Bakkt Holdings, a firm known for its cryptocurrency custody services, saw its stock drop by more than 27% on March 18, following the announcement that it was losing significant clients, Bank of America and Webull. The shares closed at $9.33 amidst the news that these clients would not renew their agreements.
In a regulatory filing on March 17, Bakkt disclosed that Bank of America informed them that their partnership would conclude on April 22. Additionally, Webull also decided to end their partnership upon the contract's expiration on June 14.
The departure of these clients is a severe setback for Bakkt's revenue. Bank of America contributed about 17% to the revenue from loyalty services over a period ending September 30, 2024.
Webull's exit is a more critical loss, as it represented approximately 74% of Bakkt's crypto services revenue during the same timeframe.
After the standard trading period, Bakkt's shares continued to fall, dropping another 2.25% to $9.12 in after-hours trading, as reported by Google Finance.
Revenue Fallout
The current stock price This represents a remarkable downturn from Bakkt's prime days. In total, BKKT has plunged over 96% from its peak of $1,063, achieved on October 29, 2021.

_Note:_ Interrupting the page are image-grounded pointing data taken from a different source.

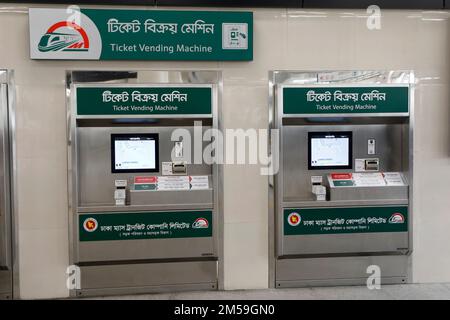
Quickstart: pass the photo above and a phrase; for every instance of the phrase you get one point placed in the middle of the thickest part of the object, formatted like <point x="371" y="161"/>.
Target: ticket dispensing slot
<point x="342" y="193"/>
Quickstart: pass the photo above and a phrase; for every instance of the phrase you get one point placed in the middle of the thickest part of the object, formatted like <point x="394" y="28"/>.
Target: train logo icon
<point x="397" y="218"/>
<point x="200" y="223"/>
<point x="64" y="36"/>
<point x="90" y="224"/>
<point x="294" y="219"/>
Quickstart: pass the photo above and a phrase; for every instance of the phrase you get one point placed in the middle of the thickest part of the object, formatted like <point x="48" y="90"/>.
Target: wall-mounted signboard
<point x="346" y="100"/>
<point x="95" y="34"/>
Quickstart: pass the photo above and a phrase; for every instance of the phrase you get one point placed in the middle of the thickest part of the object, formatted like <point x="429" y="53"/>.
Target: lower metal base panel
<point x="332" y="271"/>
<point x="147" y="278"/>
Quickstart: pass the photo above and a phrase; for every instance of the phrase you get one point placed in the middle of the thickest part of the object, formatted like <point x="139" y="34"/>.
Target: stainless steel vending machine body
<point x="166" y="234"/>
<point x="341" y="202"/>
<point x="7" y="231"/>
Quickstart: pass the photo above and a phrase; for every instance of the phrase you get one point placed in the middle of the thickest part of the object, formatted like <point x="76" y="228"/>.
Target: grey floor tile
<point x="387" y="292"/>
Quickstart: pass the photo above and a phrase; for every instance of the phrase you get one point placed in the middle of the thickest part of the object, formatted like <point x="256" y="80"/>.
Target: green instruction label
<point x="345" y="220"/>
<point x="145" y="225"/>
<point x="143" y="101"/>
<point x="106" y="34"/>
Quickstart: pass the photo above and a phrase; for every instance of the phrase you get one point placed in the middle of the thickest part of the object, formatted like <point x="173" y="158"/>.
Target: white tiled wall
<point x="284" y="39"/>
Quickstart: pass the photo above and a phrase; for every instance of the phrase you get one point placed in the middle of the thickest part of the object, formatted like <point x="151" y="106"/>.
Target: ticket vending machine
<point x="341" y="208"/>
<point x="6" y="216"/>
<point x="144" y="196"/>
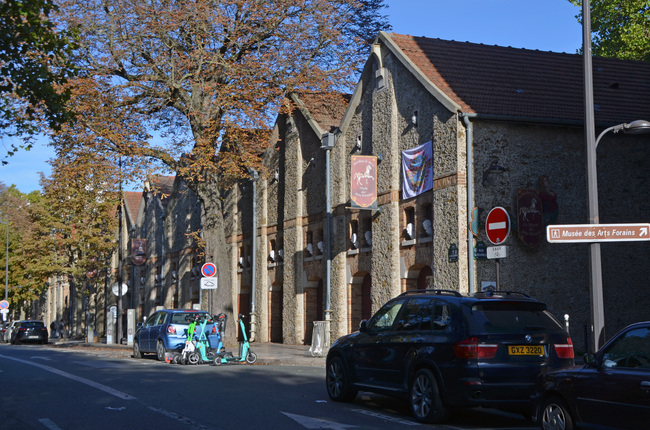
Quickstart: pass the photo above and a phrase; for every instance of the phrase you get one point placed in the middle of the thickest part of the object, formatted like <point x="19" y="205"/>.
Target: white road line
<point x="49" y="424"/>
<point x="88" y="382"/>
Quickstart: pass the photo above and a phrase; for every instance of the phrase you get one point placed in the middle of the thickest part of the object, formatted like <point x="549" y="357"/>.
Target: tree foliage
<point x="33" y="65"/>
<point x="620" y="29"/>
<point x="190" y="73"/>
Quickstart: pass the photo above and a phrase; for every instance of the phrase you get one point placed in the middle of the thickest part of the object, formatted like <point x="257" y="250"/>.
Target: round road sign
<point x="208" y="270"/>
<point x="497" y="225"/>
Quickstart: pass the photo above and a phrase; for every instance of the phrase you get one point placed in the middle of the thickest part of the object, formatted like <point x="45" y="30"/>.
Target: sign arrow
<point x="315" y="423"/>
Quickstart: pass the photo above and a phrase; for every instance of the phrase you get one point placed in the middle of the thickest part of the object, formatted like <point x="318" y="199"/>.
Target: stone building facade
<point x="507" y="129"/>
<point x="504" y="124"/>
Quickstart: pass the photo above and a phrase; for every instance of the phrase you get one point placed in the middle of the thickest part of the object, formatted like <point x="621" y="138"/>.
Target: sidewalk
<point x="267" y="353"/>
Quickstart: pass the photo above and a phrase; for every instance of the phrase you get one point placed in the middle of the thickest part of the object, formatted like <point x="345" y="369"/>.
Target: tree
<point x="33" y="66"/>
<point x="206" y="79"/>
<point x="24" y="285"/>
<point x="73" y="228"/>
<point x="620" y="29"/>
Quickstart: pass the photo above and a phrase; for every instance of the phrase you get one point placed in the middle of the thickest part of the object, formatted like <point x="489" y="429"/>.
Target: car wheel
<point x="338" y="382"/>
<point x="160" y="351"/>
<point x="426" y="403"/>
<point x="554" y="415"/>
<point x="137" y="353"/>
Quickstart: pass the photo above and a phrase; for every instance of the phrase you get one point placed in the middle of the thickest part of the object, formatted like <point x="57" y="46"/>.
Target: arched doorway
<point x="275" y="313"/>
<point x="313" y="307"/>
<point x="360" y="304"/>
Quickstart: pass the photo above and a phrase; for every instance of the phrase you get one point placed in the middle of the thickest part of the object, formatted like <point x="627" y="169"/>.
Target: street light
<point x="597" y="307"/>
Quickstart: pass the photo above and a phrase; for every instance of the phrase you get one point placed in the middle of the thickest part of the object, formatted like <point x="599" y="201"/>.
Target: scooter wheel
<point x="217" y="360"/>
<point x="193" y="358"/>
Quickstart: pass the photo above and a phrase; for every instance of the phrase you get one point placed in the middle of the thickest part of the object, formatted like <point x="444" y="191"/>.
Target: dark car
<point x="441" y="350"/>
<point x="166" y="330"/>
<point x="610" y="390"/>
<point x="29" y="331"/>
<point x="3" y="330"/>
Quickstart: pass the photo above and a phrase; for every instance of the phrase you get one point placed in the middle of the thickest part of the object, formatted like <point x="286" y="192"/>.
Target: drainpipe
<point x="255" y="177"/>
<point x="327" y="143"/>
<point x="470" y="196"/>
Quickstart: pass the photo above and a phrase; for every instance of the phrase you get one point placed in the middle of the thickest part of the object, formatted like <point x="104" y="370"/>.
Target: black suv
<point x="440" y="349"/>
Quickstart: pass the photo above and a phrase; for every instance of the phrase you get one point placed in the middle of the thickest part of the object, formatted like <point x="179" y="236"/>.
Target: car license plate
<point x="526" y="350"/>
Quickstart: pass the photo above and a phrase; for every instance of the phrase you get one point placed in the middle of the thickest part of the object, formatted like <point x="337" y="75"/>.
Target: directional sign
<point x="585" y="233"/>
<point x="495" y="252"/>
<point x="497" y="225"/>
<point x="209" y="283"/>
<point x="208" y="270"/>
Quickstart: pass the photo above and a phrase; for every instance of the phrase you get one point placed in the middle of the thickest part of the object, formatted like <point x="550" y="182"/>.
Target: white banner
<point x="417" y="170"/>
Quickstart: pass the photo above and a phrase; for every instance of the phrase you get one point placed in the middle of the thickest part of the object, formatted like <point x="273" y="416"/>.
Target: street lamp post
<point x="7" y="260"/>
<point x="597" y="307"/>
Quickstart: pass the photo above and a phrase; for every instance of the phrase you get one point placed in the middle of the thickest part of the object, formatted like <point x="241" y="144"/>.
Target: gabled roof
<point x="161" y="186"/>
<point x="323" y="111"/>
<point x="132" y="201"/>
<point x="513" y="82"/>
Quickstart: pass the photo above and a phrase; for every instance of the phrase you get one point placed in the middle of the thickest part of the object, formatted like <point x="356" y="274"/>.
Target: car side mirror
<point x="363" y="326"/>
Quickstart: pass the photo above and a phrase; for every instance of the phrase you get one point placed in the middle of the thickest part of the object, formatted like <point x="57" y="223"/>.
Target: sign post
<point x="588" y="233"/>
<point x="497" y="228"/>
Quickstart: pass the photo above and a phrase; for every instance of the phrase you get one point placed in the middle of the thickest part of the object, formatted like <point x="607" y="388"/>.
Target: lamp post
<point x="6" y="222"/>
<point x="597" y="307"/>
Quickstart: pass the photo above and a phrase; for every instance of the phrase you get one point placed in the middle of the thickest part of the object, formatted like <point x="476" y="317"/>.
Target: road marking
<point x="49" y="424"/>
<point x="315" y="423"/>
<point x="179" y="418"/>
<point x="88" y="382"/>
<point x="386" y="417"/>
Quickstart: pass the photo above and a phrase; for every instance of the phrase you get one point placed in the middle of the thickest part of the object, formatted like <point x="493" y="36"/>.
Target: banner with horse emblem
<point x="363" y="182"/>
<point x="417" y="170"/>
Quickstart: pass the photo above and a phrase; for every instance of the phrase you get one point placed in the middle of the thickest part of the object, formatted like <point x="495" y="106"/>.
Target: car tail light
<point x="564" y="350"/>
<point x="470" y="348"/>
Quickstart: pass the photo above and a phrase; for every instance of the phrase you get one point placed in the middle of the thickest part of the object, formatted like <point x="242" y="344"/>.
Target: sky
<point x="548" y="25"/>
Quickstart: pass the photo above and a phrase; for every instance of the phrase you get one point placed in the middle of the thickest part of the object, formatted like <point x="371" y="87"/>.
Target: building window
<point x="409" y="224"/>
<point x="354" y="234"/>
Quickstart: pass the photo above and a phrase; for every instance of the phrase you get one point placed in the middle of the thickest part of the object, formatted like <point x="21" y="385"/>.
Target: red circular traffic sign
<point x="208" y="270"/>
<point x="497" y="225"/>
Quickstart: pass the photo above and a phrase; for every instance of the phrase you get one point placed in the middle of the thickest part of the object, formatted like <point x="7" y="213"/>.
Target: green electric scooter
<point x="245" y="353"/>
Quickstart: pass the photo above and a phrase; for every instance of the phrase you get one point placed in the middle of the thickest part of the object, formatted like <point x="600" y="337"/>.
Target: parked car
<point x="166" y="330"/>
<point x="441" y="350"/>
<point x="10" y="329"/>
<point x="29" y="331"/>
<point x="610" y="390"/>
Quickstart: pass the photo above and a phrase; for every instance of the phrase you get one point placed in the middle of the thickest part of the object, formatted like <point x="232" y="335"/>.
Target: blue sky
<point x="548" y="25"/>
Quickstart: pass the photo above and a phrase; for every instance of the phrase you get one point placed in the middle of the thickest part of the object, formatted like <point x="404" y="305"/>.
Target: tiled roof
<point x="496" y="80"/>
<point x="326" y="109"/>
<point x="132" y="200"/>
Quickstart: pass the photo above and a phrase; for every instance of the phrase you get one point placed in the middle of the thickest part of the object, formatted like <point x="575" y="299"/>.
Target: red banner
<point x="138" y="251"/>
<point x="363" y="182"/>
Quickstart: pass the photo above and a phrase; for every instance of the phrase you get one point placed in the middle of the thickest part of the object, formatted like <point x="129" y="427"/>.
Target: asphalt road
<point x="81" y="388"/>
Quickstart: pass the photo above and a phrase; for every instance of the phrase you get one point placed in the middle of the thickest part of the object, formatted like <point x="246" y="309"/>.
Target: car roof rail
<point x="433" y="291"/>
<point x="500" y="293"/>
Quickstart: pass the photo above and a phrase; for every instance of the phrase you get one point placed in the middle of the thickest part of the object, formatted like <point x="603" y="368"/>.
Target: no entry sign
<point x="208" y="270"/>
<point x="497" y="225"/>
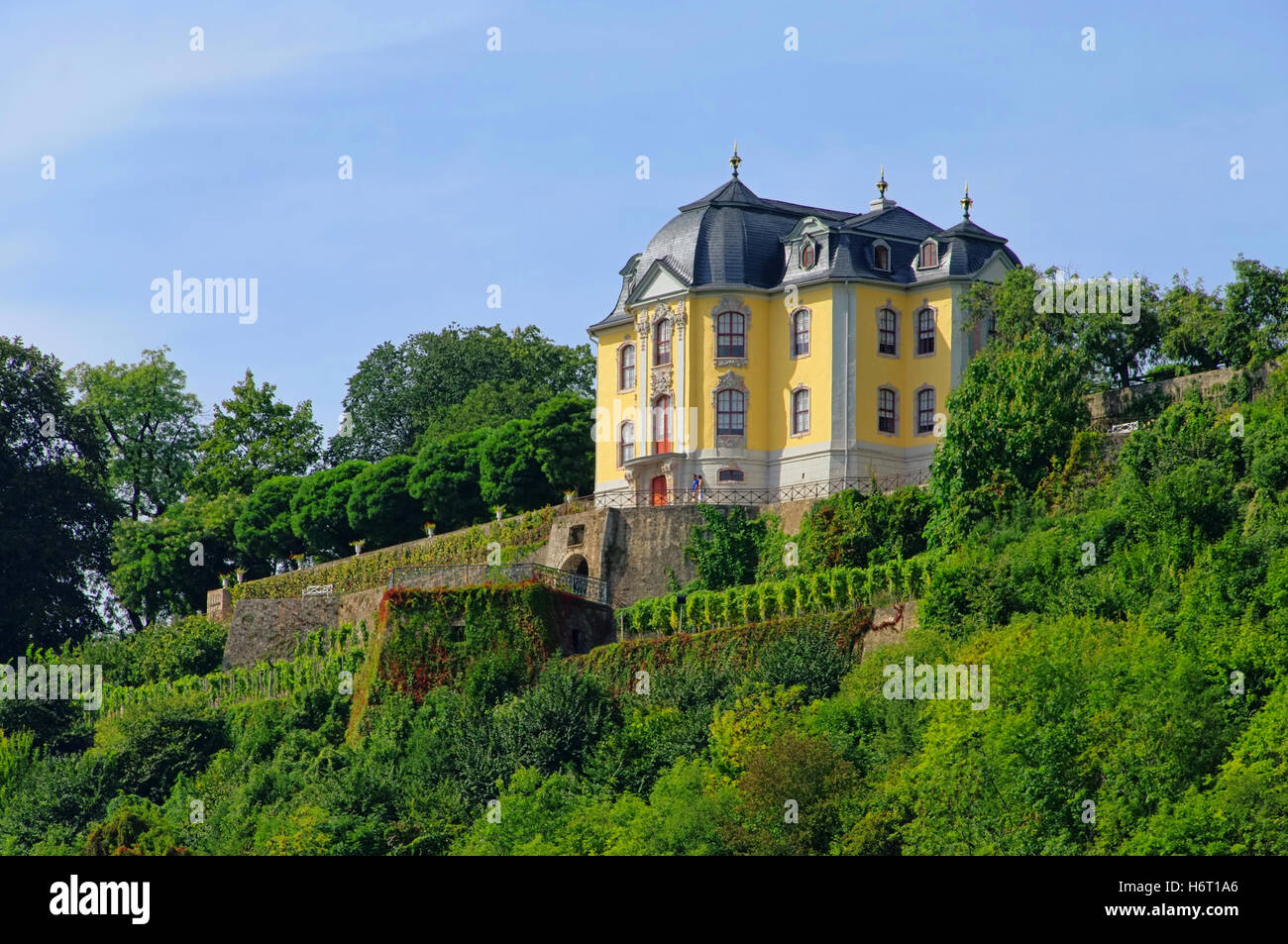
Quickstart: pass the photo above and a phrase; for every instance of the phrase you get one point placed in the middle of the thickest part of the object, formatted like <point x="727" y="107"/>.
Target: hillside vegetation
<point x="1129" y="604"/>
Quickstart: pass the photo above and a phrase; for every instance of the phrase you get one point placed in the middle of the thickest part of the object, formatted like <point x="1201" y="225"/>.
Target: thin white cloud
<point x="67" y="77"/>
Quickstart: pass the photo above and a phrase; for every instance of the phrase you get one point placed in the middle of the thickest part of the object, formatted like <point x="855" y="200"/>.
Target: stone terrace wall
<point x="1119" y="403"/>
<point x="265" y="630"/>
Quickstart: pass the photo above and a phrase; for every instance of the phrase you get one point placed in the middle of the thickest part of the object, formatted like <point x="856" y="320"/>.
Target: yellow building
<point x="765" y="346"/>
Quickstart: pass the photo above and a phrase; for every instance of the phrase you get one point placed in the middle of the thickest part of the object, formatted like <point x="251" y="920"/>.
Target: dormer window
<point x="881" y="257"/>
<point x="809" y="254"/>
<point x="928" y="258"/>
<point x="662" y="346"/>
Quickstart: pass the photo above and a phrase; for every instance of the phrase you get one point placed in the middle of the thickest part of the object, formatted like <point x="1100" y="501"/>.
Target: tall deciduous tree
<point x="320" y="514"/>
<point x="380" y="509"/>
<point x="446" y="480"/>
<point x="254" y="438"/>
<point x="151" y="426"/>
<point x="1017" y="408"/>
<point x="263" y="527"/>
<point x="402" y="393"/>
<point x="166" y="566"/>
<point x="55" y="505"/>
<point x="562" y="438"/>
<point x="1190" y="318"/>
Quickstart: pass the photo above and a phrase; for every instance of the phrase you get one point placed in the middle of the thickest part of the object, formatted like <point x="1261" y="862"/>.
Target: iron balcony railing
<point x="728" y="493"/>
<point x="475" y="575"/>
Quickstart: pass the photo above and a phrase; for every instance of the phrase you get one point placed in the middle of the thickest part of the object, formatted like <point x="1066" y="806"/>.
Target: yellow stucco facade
<point x="777" y="346"/>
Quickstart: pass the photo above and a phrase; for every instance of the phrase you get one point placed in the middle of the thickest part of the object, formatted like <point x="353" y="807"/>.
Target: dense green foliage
<point x="55" y="504"/>
<point x="516" y="536"/>
<point x="456" y="380"/>
<point x="803" y="592"/>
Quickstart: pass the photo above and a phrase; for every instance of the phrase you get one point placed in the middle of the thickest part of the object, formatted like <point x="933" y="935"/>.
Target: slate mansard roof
<point x="733" y="239"/>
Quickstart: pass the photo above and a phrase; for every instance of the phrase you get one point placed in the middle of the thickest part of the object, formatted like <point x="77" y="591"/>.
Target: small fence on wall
<point x="477" y="575"/>
<point x="733" y="493"/>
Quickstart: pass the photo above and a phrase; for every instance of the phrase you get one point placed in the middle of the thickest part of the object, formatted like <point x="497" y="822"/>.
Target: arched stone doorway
<point x="580" y="570"/>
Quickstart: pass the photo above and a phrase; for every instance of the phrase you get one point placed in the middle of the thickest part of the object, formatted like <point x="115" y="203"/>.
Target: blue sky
<point x="516" y="167"/>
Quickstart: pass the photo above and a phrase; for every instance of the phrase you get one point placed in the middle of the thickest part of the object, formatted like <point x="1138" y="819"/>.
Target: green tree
<point x="256" y="437"/>
<point x="1256" y="307"/>
<point x="320" y="509"/>
<point x="510" y="472"/>
<point x="445" y="478"/>
<point x="380" y="507"/>
<point x="562" y="442"/>
<point x="55" y="505"/>
<point x="1190" y="321"/>
<point x="853" y="528"/>
<point x="725" y="548"/>
<point x="404" y="395"/>
<point x="165" y="567"/>
<point x="1016" y="411"/>
<point x="1112" y="349"/>
<point x="263" y="530"/>
<point x="150" y="424"/>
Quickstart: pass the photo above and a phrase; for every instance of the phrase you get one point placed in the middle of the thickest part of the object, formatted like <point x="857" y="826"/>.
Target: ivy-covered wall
<point x="735" y="647"/>
<point x="462" y="636"/>
<point x="519" y="537"/>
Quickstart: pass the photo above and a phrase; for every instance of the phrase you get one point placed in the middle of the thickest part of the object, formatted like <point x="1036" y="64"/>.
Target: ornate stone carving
<point x="730" y="381"/>
<point x="730" y="303"/>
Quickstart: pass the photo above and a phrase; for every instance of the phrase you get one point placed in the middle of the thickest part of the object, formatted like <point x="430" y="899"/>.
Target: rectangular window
<point x="730" y="335"/>
<point x="627" y="378"/>
<point x="887" y="335"/>
<point x="800" y="411"/>
<point x="926" y="333"/>
<point x="800" y="334"/>
<point x="662" y="352"/>
<point x="885" y="411"/>
<point x="926" y="411"/>
<point x="729" y="412"/>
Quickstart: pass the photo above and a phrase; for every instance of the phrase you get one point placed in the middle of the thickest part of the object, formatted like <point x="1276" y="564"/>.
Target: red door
<point x="660" y="489"/>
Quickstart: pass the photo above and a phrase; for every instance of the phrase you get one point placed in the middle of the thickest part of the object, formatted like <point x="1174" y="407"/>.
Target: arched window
<point x="928" y="256"/>
<point x="800" y="333"/>
<point x="800" y="411"/>
<point x="662" y="346"/>
<point x="925" y="410"/>
<point x="925" y="331"/>
<point x="626" y="367"/>
<point x="730" y="412"/>
<point x="888" y="416"/>
<point x="662" y="424"/>
<point x="625" y="443"/>
<point x="730" y="335"/>
<point x="888" y="333"/>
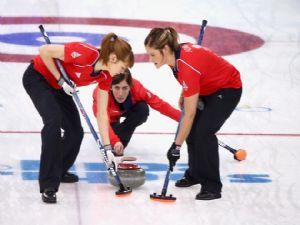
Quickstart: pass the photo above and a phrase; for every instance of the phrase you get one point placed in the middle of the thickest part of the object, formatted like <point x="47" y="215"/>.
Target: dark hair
<point x="111" y="43"/>
<point x="122" y="76"/>
<point x="159" y="37"/>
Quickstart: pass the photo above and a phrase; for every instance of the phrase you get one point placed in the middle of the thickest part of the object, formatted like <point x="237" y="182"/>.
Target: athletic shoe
<point x="186" y="182"/>
<point x="49" y="195"/>
<point x="69" y="178"/>
<point x="207" y="195"/>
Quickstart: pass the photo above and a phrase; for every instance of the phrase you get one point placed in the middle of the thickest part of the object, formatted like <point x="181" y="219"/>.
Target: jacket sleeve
<point x="113" y="137"/>
<point x="156" y="103"/>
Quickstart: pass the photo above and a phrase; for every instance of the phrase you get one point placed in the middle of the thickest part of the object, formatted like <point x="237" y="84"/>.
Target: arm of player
<point x="157" y="103"/>
<point x="190" y="107"/>
<point x="50" y="52"/>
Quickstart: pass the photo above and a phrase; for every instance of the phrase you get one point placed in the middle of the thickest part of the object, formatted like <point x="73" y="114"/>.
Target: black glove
<point x="173" y="155"/>
<point x="109" y="156"/>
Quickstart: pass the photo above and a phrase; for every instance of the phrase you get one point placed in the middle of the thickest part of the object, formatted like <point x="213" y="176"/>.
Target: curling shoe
<point x="69" y="178"/>
<point x="207" y="195"/>
<point x="49" y="195"/>
<point x="186" y="182"/>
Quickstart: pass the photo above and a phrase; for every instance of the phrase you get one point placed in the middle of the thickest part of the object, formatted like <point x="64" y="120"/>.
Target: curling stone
<point x="131" y="175"/>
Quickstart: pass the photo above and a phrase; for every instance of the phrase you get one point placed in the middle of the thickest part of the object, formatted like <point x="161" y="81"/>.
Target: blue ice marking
<point x="249" y="178"/>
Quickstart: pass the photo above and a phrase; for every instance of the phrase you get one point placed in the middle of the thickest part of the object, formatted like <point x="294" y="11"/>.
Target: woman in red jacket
<point x="204" y="74"/>
<point x="130" y="99"/>
<point x="52" y="97"/>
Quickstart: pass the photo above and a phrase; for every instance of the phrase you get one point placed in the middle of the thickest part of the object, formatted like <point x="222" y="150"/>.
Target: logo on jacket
<point x="184" y="86"/>
<point x="75" y="55"/>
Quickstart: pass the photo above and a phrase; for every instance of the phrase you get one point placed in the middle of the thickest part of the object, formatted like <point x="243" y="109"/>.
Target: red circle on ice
<point x="220" y="40"/>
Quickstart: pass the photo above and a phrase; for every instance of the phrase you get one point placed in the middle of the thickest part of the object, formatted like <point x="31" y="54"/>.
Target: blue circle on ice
<point x="36" y="39"/>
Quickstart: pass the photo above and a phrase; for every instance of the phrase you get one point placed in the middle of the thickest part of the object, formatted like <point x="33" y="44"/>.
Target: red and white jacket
<point x="79" y="61"/>
<point x="138" y="93"/>
<point x="199" y="70"/>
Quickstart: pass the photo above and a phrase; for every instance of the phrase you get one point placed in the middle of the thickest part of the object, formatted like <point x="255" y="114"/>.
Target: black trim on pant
<point x="58" y="111"/>
<point x="202" y="143"/>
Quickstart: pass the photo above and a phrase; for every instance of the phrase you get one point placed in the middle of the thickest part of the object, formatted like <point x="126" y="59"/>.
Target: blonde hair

Adding to the turmoil, Bakkt has twice postponed their earnings call, with the latest reschedule set for March 19, exacerbating market concerns.
Founded by the Intercontinental Exchange in 2018, Bakkt has its parent holding a 55% share and also owning the New York Stock Exchange (NYSE).
The situation has already led to legal proceedings. The Law Offices of Howard G. Smith announced the likelihood of a class-action lawsuit against Bakkt, citing breaches of federal securities laws. The lawsuit contends that the terminated agreements and delayed earnings call led to the stock price crash, consequently harming investors.
Up until the report, Bakkt, Bank of America, and Webull have not commented on these developments, leaving many questions open as investors scramble to predict Bakkt’s future path.
Bakkt has faced stock market fluctuations before. In November of the previous year, their share price surged over 162% to $29.71 amid claims that Donald Trump's media company was negotiating a possible acquisition of the firm.
The entity has also encountered past hurdles. Reports suggested in June that their parent company considered selling or restructuring Bakkt into smaller units, according to Bloomberg.
Bakkt has struggled to comply with stock market guidelines as well. In March, they received a notification from the NYSE stating they failed to meet the listing requirements after closing under $1 on average for 30 days.
Losing two key clients has compounded Bakkt’s challenges, prompting them to request more time to file their 2024 annual report with the SEC, intensifying the market's anxiety.
The stock's performance on Monday illustrated the market's adverse response, with certain reports indicating an even steeper after-hours fall of up to 35%, to $12.83.
Bakkt went public in October 2021 via a merger with VPC Impact Acquisition Holdings. Immediately after going public, the stock hit its highest point before a prolonged decline brought it down to its present levels.